The psychologist paced in front of the wall chart, glancing up at it occasionally as he listened to the detective’s rumbling voice.

He held up a finger, interrupting Sellitto. “The victims, the victims… They’ve all been found underground. Buried, in a basement, in the stockyard tunnel.”

“Right,” Rhyme confirmed.

“Go on.”

Sellitto continued, explaining about the rescue of Monelle Gerger.

“Fine, all right,” Dobyns said absently. Then braked to a halt and turned to the wall again. He spread his legs and, hands on hips, gazed at the sparse facts about Unsub 823. “Tell me more about this idea of yours, Lincoln. That he likes old things.”

“I don’t know what to make of it. So far his clues have something to do with historical New York. Building materials from the turn of the century, the stockyards, the steam system.”

Dobyns stepped forward suddenly and tapped the profile. “Hanna. Tell me about Hanna.”

“Amelia?” Rhyme asked.

She told Dobyns how the unsub had referred to Monelle Gerger as Hanna for no apparent reason. “She said he seemed to like saying the name. And speaking to her in German.”

“And he took a bit of a chance to ’nap her, didn’t he?” Dobyns noted. “The cab, at the airport – that was safe for him. But hiding in a laundry room… He must’ve been real motivated to snatch somebody German.”

Dobyns twined some ruddy hair around a lengthy finger and flopped down in one of the squeaky rattan chairs, stretched his feet out in front of him.

“Okay, try this on for size. The underground… that’s the key.

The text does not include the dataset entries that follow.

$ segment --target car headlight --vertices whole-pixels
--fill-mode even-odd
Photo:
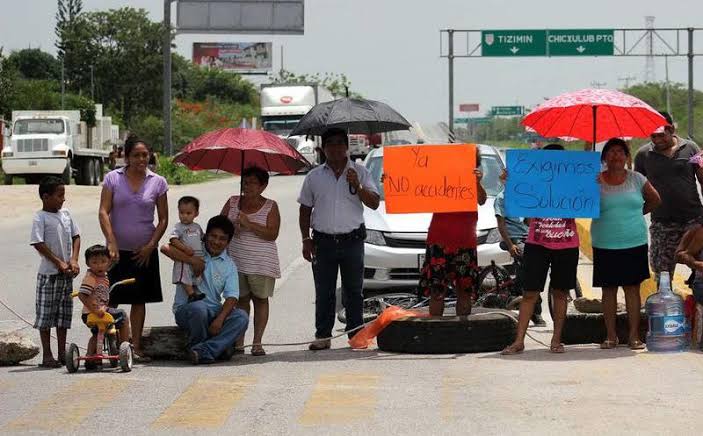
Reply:
[[[378,230],[367,230],[364,241],[371,245],[386,245],[386,238],[383,237],[383,232]]]
[[[309,145],[306,145],[305,147],[300,147],[298,151],[300,152],[300,154],[310,154],[313,152],[313,148]]]
[[[502,241],[498,228],[484,229],[476,232],[476,243],[481,244],[497,244]]]

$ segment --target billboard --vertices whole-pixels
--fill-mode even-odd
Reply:
[[[179,0],[178,33],[302,35],[304,0]]]
[[[273,44],[196,42],[193,43],[193,63],[240,74],[267,74],[273,67]]]

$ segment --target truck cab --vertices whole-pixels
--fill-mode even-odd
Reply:
[[[16,117],[12,136],[2,150],[6,179],[22,175],[31,183],[44,174],[70,176],[68,161],[77,129],[79,124],[66,116]]]
[[[261,87],[261,125],[288,141],[312,165],[324,162],[320,139],[288,136],[301,118],[319,103],[332,101],[332,93],[317,84],[267,84]]]
[[[119,128],[95,105],[95,126],[81,121],[79,110],[13,111],[9,140],[2,148],[5,184],[14,177],[38,183],[46,175],[69,184],[97,185],[119,139]]]

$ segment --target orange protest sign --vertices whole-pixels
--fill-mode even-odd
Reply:
[[[388,213],[476,211],[476,146],[384,147]]]

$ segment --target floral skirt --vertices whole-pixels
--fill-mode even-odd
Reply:
[[[444,296],[451,286],[470,292],[473,299],[478,291],[479,271],[475,248],[447,250],[440,245],[430,245],[420,271],[420,296]]]

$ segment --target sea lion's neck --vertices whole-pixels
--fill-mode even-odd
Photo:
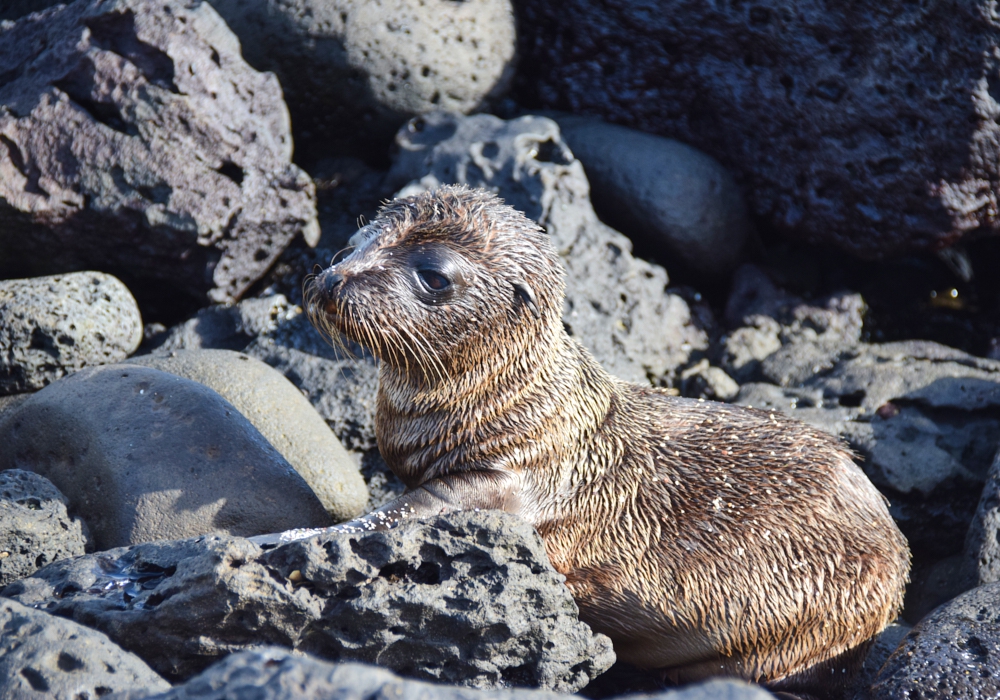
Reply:
[[[407,486],[476,470],[557,472],[597,432],[615,380],[561,325],[545,343],[428,386],[384,366],[376,435]]]

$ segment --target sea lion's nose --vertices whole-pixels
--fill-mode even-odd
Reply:
[[[332,297],[337,293],[337,288],[344,283],[344,276],[339,272],[325,270],[319,276],[319,288],[323,290],[323,295]]]

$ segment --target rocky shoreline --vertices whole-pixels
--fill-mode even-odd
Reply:
[[[0,696],[772,697],[615,665],[512,516],[250,539],[402,491],[301,281],[453,183],[612,374],[857,452],[913,569],[848,698],[1000,690],[1000,25],[674,4],[0,3]]]

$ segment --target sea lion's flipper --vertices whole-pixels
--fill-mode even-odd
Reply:
[[[542,313],[538,310],[538,300],[535,299],[535,292],[528,283],[522,279],[516,279],[511,282],[511,285],[514,287],[514,294],[524,302],[524,305],[531,311],[531,315],[535,318],[541,318]]]
[[[513,478],[506,472],[447,474],[407,491],[367,515],[330,529],[348,532],[389,530],[407,518],[479,508],[516,513],[520,505],[516,493]]]

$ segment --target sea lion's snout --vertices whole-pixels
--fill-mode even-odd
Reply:
[[[334,268],[328,267],[320,273],[316,284],[323,294],[324,301],[330,302],[344,284],[344,275],[334,271]]]

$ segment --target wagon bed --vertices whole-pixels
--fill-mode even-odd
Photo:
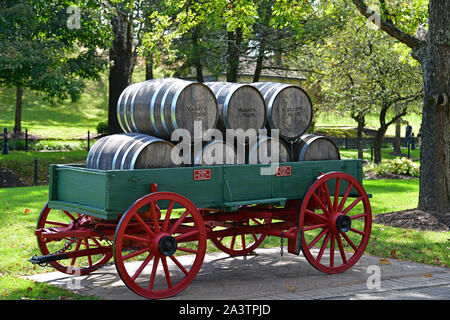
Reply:
[[[117,219],[130,205],[158,191],[178,193],[197,208],[233,211],[241,205],[279,204],[301,199],[320,174],[339,171],[362,182],[361,160],[287,162],[141,170],[95,170],[51,165],[49,207]],[[330,186],[331,190],[333,186]],[[345,188],[341,188],[345,190]],[[352,190],[351,195],[354,194]],[[165,208],[164,208],[165,209]]]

It tells me he’s somebody who’s hiding something and when I hear that I start thinking hysteria.”

“He’s not acting hysterical,” Sellitto said. “He’s pretty damn calm and calculating.”

“Not hysteria in that sense. It’s a category of mental disorders. The condition manifests when something traumatic happens in a patient’s life and the subconscious converts that trauma into something else. It’s an attempt to protect the patient. With traditional conversion hysteria you see physical symptoms – nausea, pain, paralysis. But I think here we’re dealing with a related problem. Dissociation – that’s what we call it when the reaction to the trauma affects the mind, not the physical body. Hysterical amnesia, fugue states. And multiple personalities.”